Methods: An online survey of orthopaedic surgeons’ experiences and opinions on the prevalence, screening protocols, and treatment adjustments made when metal hypersensitivity is suspected was performed. A 35-question survey was distributed via orthopaedic surgery specialty societies, orthopaedic surgery departments, and state orthopaedic societies’ email lists. The survey was performed by a commercially available online survey company, which provided data acquisition and analysis.
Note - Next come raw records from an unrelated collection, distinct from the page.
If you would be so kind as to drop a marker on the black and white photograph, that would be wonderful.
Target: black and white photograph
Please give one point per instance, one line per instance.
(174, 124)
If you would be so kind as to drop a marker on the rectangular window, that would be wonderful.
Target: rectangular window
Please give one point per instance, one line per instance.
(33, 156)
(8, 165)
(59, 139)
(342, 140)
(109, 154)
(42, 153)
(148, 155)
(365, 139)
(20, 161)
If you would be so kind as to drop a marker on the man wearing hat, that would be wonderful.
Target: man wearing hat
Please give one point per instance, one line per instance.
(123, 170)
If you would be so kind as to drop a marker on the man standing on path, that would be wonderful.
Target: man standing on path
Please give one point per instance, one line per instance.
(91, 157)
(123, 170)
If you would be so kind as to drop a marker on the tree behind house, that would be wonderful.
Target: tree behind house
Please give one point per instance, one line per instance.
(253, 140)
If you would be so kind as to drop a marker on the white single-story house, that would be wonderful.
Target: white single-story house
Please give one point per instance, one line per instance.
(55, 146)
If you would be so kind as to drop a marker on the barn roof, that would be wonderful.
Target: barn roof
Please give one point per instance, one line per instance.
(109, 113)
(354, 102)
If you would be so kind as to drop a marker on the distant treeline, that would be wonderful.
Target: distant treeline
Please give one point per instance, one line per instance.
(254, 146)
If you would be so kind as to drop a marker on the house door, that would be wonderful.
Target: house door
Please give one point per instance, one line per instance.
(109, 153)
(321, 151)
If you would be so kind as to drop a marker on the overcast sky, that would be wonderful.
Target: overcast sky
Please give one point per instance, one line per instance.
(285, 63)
Results: A total of 230 responses were obtained from May 15, 2015 through December 31, 2015. Respondents were primarily from the United States with a small contribution from Canada and other countries. All regions of the United States and all orthopedic specialties were represented. A quarter of respondents have experience with metal allergy to an implant. Most orthopaedic surgeons (69%) believed that metal allergies occur with orthopedic implants, while 18% did not believe that metal allergies occur. Nickel, cobalt, and chromium allergies were most commonly seen. Consultation with an allergist/dermatologist was primarily used for diagnosis. Revision was listed as the first choice of treatment in 47% of respondents, while observation was listed as first choice by 33%. Most surgeons (59%) did not ask patients about metal allergy history. Only a quarter of patient questionnaires inquired about metal allergy. The majority (59%) altered their implant choice with a mild reaction to testing, whereas 29% did not. With a moderate reaction, 72% altered their implant. When the reaction was severe, 64% altered their implant, 12% obtained a second opinion, and 6% did not alter their implant.
Conclusions: Orthopaedic surgeons vary in their level of confidence on whether metal allergy to orthopaedic implants exist. Most surgeons believe in metal allergy, but a sizable number do not believe. The prevalence of reported metal allergy to an implant was low. Surgeons tend to alter their choice of implant more frequently as the reaction becomes more severe. Observation and revision surgery are frequently used to treat an allergic reaction. Allergy/dermatology consults are used to diagnose metal allergy, yet a minority of orthopaedic surgeons inquire about metal hypersensitivity in their patients. Greater awareness of a history of hypersensitivity may prevent patient exposure to implants containing metals that they may react to. More evidence is needed to establish a connection between metal sensitivity and the occurrence of pain and implant loosening following arthroplasty procedures.